A Earlymade abriu em 2016, mas o conceito sofreu algumas afinações. Hoje tem uma cafetaria, um hotel e duas salas para residências artísticas. Saiba desta e de outras novidades do mundo das lojas.

Luís Ferraz

Beirut

Praça do Príncipe Real, 19, Lisboa. 91 971 3910. Todos os dias das 12h às 20h (sábado das 10h às 21h)

Um dedo é pouco, a nova concept store do Príncipe Real tem uma mão inteira da The Feeting Room, a loja portuense que, há um ano, rumou a Lisboa e abriu em pleno Chiado. Paredes meias com a nova sede da experimentadesign, a Beirut rodeou-se de peças especiais. “É um laboratório para experimentarmos marcas diferentes”, afirma Edgar Ferreira, um dos sócios. O projeto é temporário (fica de portas abertas até abril, no mínimo) e distancia-se da imagem de uma loja convencional, a começar pela entrada do palacete.

É aí que as boas práticas de bem receber entram em ação, quase como se nos tivessem a deixar a entrar na própria casa. Há café da The Royal Rawness e luz verde para explorar todos os cantos à nova Beirut. Fazer compras é mais uma consequência das voltinhas que vai dar lá dentro. Tudo está à venda, mas ninguém vai andar atrás de si a perguntar se precisa de ajuda. As lareiras acesas já estão prometidas, os sofás e cadeiras são tão confortáveis como parecem.

Nas estantes e cabides, as marcas portuguesas estão em maioria. Da moda à decoração, a seleção foi feita a pensar nas vibrações artísticas do Príncipe Real, mais do que propriamente nas vendas. Os destaques vão para as malas em pele da António, os vestidos da Juu e para as joias de João Pedro Oliveira. A maioria dos produtos não está à venda na The Feeting Room e foi especialmente escolhida para a loja temporária do Príncipe Real.

Do lado das etiquetas internacionais, a Beirut junta as peças de design da Utile, os chapéus Brixton e os acessórios da Monocle (não, não há só guias e revistas). O nome foi escolhido para piscar o olho ao proprietário do palacete, libanês claro. Quem sabe se, feitas as obras já anunciadas para o próximo ano, esta loja não regressa ao Príncipe Real, mas para ficar.

O chão de madeira e o pé-direito das salas do palacete falam por si: a Beirut foi pensada para que os clientes se sintam em casa © Divulgação

Papua Market

Rua da Escola Politécnica, 45 e 47, Lisboa. 21 342 0923. Todos os dias das 11h às 20h

São poucas as marcas estrangeiras na nova loja lisboeta. A ideia foi de Marta Santos, criadora da Papua, uma marca portuguesa de biquínis e fatos de banho que na hora de se mudar para o Príncipe Real não quis vir sozinha. Em plena época baixa para ir a banhos, a Papua não pensou duas vezes e convidou outros projetos nacionais a dividirem a loja. Vieram as famosas sardinhas em cerâmica da Bordallo Pinheiro, a marca Inspirações Portuguesas, que aplica padrões típicos da azulejaria a almofadas, tapetes e toalhas, as joias da Prata Concept, os óculos de madeira da Joplins e a recém-criada Embody, cuja especialidade não é muito difícil de adivinhar. Bodies, pois claro.
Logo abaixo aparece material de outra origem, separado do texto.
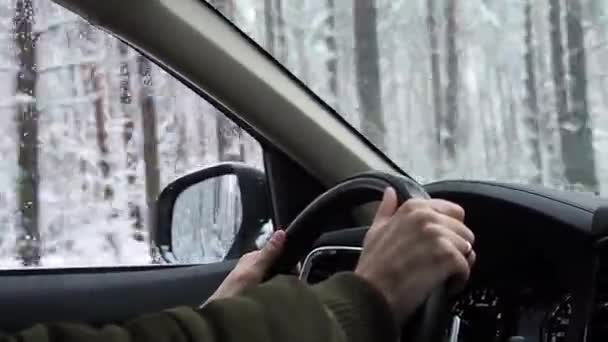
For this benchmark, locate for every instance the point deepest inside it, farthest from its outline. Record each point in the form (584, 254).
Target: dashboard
(485, 311)
(538, 276)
O surf é outra das costelas da loja. As ilustrações da Lizzy Artwork já nos deixam com aquele gostinho a maresia, mas são as pranchas da Wavegliders, produção nacional, que mais dão nas vistas. O principal objetivo da Papua Market é juntar num único espaço o que de melhor e mais original de faz em Portugal, mesmo que pelo meio haja uma ou outra mercadoria importada, como é o caso dos óculos e dos relógios da Komono.

O rol de marcas não vai ficar por aqui. Feitas as contas aos metros quadrados ainda disponíveis, há espaço para mais umas 20, embora a meia lotação sirva de pretexto para ocupar umas quantas paredes com as fotografias de Pedro Duarte Jorge. É que além da moda e da decoração, este mercado indoor ainda vai tendo espaço para arte.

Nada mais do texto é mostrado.